なぜそうするのか、どうしたらよりおいしく、美しく仕上がるのか。その考え方とポイントを写真入りで丁寧に解説します。
これほど細かく、包み隠さず自店の仕事をオープンにした技術書は他にありません。235品の定番&オリジナル料理は献立作成のヒントとなることまちがいなし。
さらに、追い廻しから始まり、油場、焼き場、八寸場、煮方、向板と年数をかけて学んでいく日本料理の仕事を、そのセクション別に整理した試みも画期的。
割烹店主必見、料理人必読の、日本料理の技術書の決定版です。
奇をてらわず、まっすぐにおいしさを追求した端正な料理、それでいてふくよかで“華”のある料理──前半の料理編では、そんなたん熊北店の料理235品が献立項目別にずらっと並びます。料理写真にはすべて器名も併記してあり、器を見る楽しさを存分に味わえるのも大きな魅力。
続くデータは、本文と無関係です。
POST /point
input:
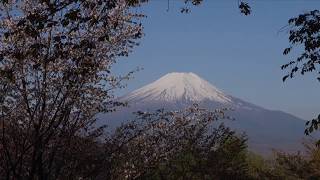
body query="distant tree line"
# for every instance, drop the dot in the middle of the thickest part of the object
(56, 61)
変わって後半の技法編では、焼き場、煮方といった厨房のセクション別に基本的な仕事をキーワードの技法として取り上げ、写真入りで手順を詳説しています。プロセス写真の番号は解説文の番号と対応させ、ひと目で何をしているところかがわかるよう配慮。またポイントとなる写真はズームアップし、イラストもまじえることで、よりわかりやすい誌面構成になっています。
【料理編】
酒肴、和えもの、八寸、造り、椀、鍋、珍味、おしのぎ、箸休め、
焼きもの、焚合せ、酢のもの、油もの、蒸しもの・温もの、強肴、
麺・ご飯・汁、甘味、弁当・折詰(おせち含む)計235品の料理とその作り方。
【技法編】
[1] 厨房のセクション分け
[2] 修業のステップ
[3] 追い廻しの仕事
[4] 八寸場の仕事 (車海老つや煮、ちまき寿し 他)
[5] 酢のもの・水もの場の仕事 (竜皮巻き、葛切り 他)
[6] 油場の仕事 (皮はぎ骨煎餅、鴨ロース 他)
[7] 焼き場の仕事 (鮎塩焼き、ぐじ焼き、鰻八幡巻き 他)
[8] 煮方の仕事 (鯛かぶら、どじょう柳川、筍土佐煮 他)
[9] 向板の仕事 (鯛活け盛り、鱧落とし 他)。
( ) 内はキーワードの技法、計114項目。
本書では、たんに作り方の手順を追うのではなく、普通なら見過ごしたり省略したりするような細かなポイントまで拾い上げて、解説を加えています。そうした丁寧な仕事の中にこそ、おいしさを極めるプロの技が隠されているものだからです。
また本書では、厨房のセクション別に仕事を整理し、それぞれの持ち場で修得すべき技術や果たすべき役割について述べていますが、その視点が教科書通りの一般的なものではなく、店としての実践を踏まえたものであるところに大きな意味があります。
修業の段階に応じて参考にし、現場で活用していただける1冊です。